Wait, they are pigments! Think! Wavelength! Absorbance! Apparently the pigments absorb light in the UV-visible range (200-600 nm) indicating that the pigments may behave like sunscreen. The researchers conclude that hippo "sweat" not only cools the body, but also acts as sunscreen and protects the hippos against bacterial infection. Win win!
So why don't we have this on the market yet, you ask? Well remember how I said that hippos were vicious beasts? Yeah.... Getting "sweat" samples from hippos is not the easiest thing to do, which means producing a synthetic version of their "sweat" will take longer than expected. If you'd like to witness how scary a hippo can be, feel free to watch this R-rated video below:
Are you terrified now? Here. I'm sorry. This is my peace offering. Click it, you'll feel better afterwards, I promise.
Berwick, M. 2011. The good, the bad, and the ugly of sunscreens. Clinical Pharmacology & Therapeutics 89:31-33.
Donawho, C. and P. Wolf. 1996. Sunburn, sunscreen, and melanoma. Current opinion in oncology 8:159-166.

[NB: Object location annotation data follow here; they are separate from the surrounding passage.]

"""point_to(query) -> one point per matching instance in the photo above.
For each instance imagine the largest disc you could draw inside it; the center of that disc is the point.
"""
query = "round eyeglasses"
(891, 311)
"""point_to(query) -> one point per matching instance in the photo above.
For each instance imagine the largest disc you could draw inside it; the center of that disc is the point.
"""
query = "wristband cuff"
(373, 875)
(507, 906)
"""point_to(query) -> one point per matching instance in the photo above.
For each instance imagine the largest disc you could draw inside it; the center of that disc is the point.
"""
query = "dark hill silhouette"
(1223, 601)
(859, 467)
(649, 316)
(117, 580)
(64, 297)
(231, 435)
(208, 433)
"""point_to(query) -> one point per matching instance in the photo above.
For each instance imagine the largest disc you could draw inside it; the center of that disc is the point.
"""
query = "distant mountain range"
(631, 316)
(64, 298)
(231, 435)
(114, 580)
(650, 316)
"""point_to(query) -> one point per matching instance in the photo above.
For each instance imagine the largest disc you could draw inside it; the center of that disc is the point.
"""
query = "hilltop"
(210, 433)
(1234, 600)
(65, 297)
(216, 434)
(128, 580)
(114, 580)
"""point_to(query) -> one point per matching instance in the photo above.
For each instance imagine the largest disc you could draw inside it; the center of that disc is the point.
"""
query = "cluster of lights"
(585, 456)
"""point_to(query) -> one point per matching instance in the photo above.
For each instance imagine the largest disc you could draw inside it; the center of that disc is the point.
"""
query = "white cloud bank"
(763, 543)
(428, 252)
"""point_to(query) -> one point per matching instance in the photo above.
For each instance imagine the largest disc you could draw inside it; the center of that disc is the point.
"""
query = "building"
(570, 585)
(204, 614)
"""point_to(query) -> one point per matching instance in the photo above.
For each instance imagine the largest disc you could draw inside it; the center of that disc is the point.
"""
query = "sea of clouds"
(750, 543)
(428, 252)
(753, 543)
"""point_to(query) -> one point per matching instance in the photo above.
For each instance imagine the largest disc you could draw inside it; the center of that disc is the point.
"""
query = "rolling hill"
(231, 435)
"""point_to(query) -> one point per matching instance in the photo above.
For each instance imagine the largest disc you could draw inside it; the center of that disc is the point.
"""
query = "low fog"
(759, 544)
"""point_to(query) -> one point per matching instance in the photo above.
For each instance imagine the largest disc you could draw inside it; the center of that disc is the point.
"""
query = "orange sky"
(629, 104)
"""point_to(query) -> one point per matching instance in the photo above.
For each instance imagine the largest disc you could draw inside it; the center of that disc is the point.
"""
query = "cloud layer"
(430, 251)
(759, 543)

Hashimoto, K, Y. Saikawa, and M. Nakata. 2007. Studies on the red sweat of the Hippopotamus amphibius. Pure and Applied Chemistry 79:507-517.
Saikawa, Y., K. Hashimoto, M. Nakata, M. Yoshihara, K. Nagai, M. Ida, and T. Komiya. 2005. Pigment chemistry: the red sweat of the hippopotamus. Nature 429:363-363.
Timbuka, C.D. 2012. The ecology and behaviour of the common hippopotamus, Hippopotamus amphibious L. in Katavi National Park, Tanzania: Responses to varying water resources: University of East Anglia.